Do you visually see things different once familiar with them?

This is a little question about perception that has bugged me for a while.

Whenever I got my Olds, The dash on the car seemed, visually, quite daunting. Complex, lots of buttons, and very busy, lots going on there. As I became familair with the car, The complexity that I percieved in the dash lessened, where now, I see it as being very simple and straightforward. Quite unlike when I got it. I realize that familiarity will make it seem so, but why is this? In my case, there was what seemed to be a subtle visual difference between how I saw the unfamiliar dash, and the seemingly less complex one that I percieve now.

This also applies to other things as well, Once I gained familairity with my new computer, the interface seemed visually simpler, whereas an interface that is equally complex, just rearranged with other differences, seems more visually daunting and complex.

Anyone else ever notice this, and any ideas what causes it?

The phenomenon you are talking about is real. I’ve heard it referred to as “chunking”. Initially, you see many separate parts, components, pieces, whatever. But as you learn how they interact and relate to one-and-other, you start “chunking” them together. All those disperate knobs and dials get chunked together into something called a dashboard.

Your mind no longer sees it as a bunch of seperate items, but as one single “chunked” concept.

When I first saw my ex, I told the other guy with me that she had a big jaw and nose and ears.
When we were an item and I was in love, she seemed so beautiful I strutted her around at bars and parties like she was a model.
About a year after we split she started looking like a girl with a big jaw and nose and ears. again.

Everytime I drive around to familiar places, I try to think back to what they looked like the first few times I was there, and my memory has a completely different image.
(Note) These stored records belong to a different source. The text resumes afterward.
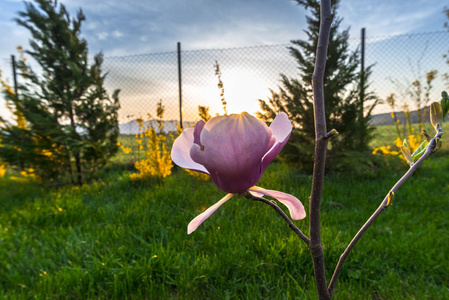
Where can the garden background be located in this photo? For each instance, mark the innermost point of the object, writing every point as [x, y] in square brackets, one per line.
[117, 238]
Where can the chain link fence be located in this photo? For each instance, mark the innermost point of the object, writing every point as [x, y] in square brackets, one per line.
[249, 73]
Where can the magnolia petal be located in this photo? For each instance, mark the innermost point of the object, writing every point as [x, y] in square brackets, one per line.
[197, 132]
[256, 194]
[294, 206]
[180, 153]
[193, 225]
[281, 128]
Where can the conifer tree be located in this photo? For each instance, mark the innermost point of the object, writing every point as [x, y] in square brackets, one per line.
[72, 125]
[343, 92]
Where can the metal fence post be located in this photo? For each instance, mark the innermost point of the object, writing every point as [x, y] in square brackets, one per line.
[179, 84]
[362, 71]
[14, 74]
I always find that rather impressive.

I do that myself. It always seems like a bit of a shame to me, that once I get familiar with something, that I lose that initial perception of what it looked like. Places too.

And I have also noticed it with people. How their very appearance changes as you get to know them.
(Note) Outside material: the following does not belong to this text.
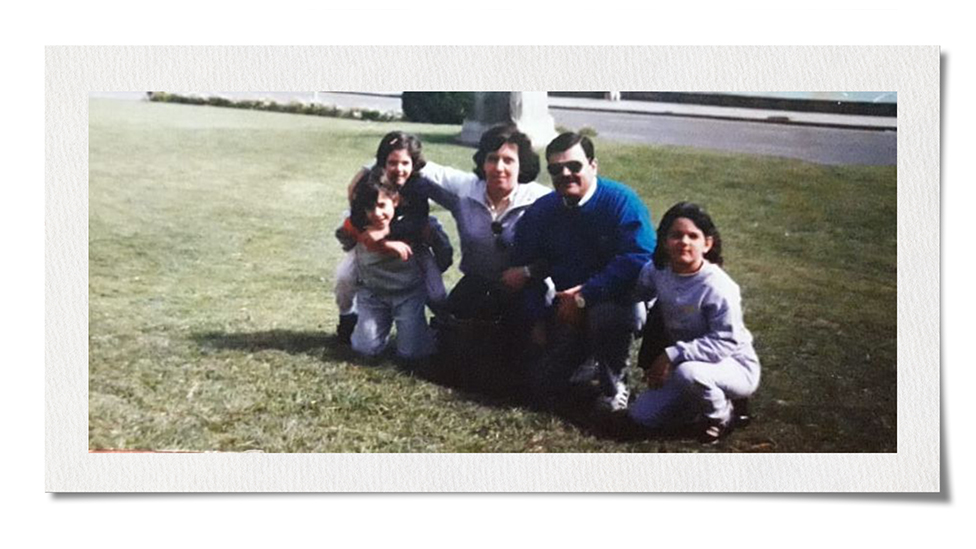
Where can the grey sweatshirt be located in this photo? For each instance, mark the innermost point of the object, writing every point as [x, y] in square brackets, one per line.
[702, 313]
I find it quite fascinating.

Consider how you recognize anything.

Visual input comes in. You get sensation (visual senses) and you have feelings about the similarity between that image and various other images you’ve encountered in your lifetime. Almost instantly you figure out that this visual data implies something is in front of you, and that the different focal distances have implications for differences in distance, as do things like shadows, etc, and from cues like those you turn a map of hues and saturations and brightnesses and whatnot into a sense of different distinguishable objects and their component parts.

(A newborn baby in your lap staring at the same dashboard is only just starting to make observations that will lead to the ability to do even that much. His eight-month old cousin in your sister’s lap is reaching her hand out for what she knows by now to be objects in front of her line of vision).

Your mind, meanwhile, is viewing the round chromium gauge barrel and the red indicator dial and increment lines and making correlations between that and rememberances of half-glimpsed aircraft dashboards and hi-tech equipment readouts, as well as fine shiny metals glimpsed elsewhere, and in all such correlated cases remembering emotional responses to those prior inputs – glamour, excitement, power, something happening, technical important measurements, finery…

Eight months later, you slip behind the seat and the unconscious assessment process takes place more quickly and mostly associates the glimpse of dashboard with previous glimpses of the same dashboard. If your times behind the wheel of the car have been glamourous and exciting and pertaining to important events and a sense of power, then you’ll still get a rush; but if they’ve more often involved another boring Monday morning commute, a traffic jam or two, mundane auto performance, etc, then ::yawn:: my blah everyday car ride coming up ::slides into seat::

You might find the current Reith lectures quite interesting, since a lot of it is about the way our brains handle visual information.

http://www.bbc.co.uk/radio4/reith2003/

You can listen to the lectures or read the transcripts.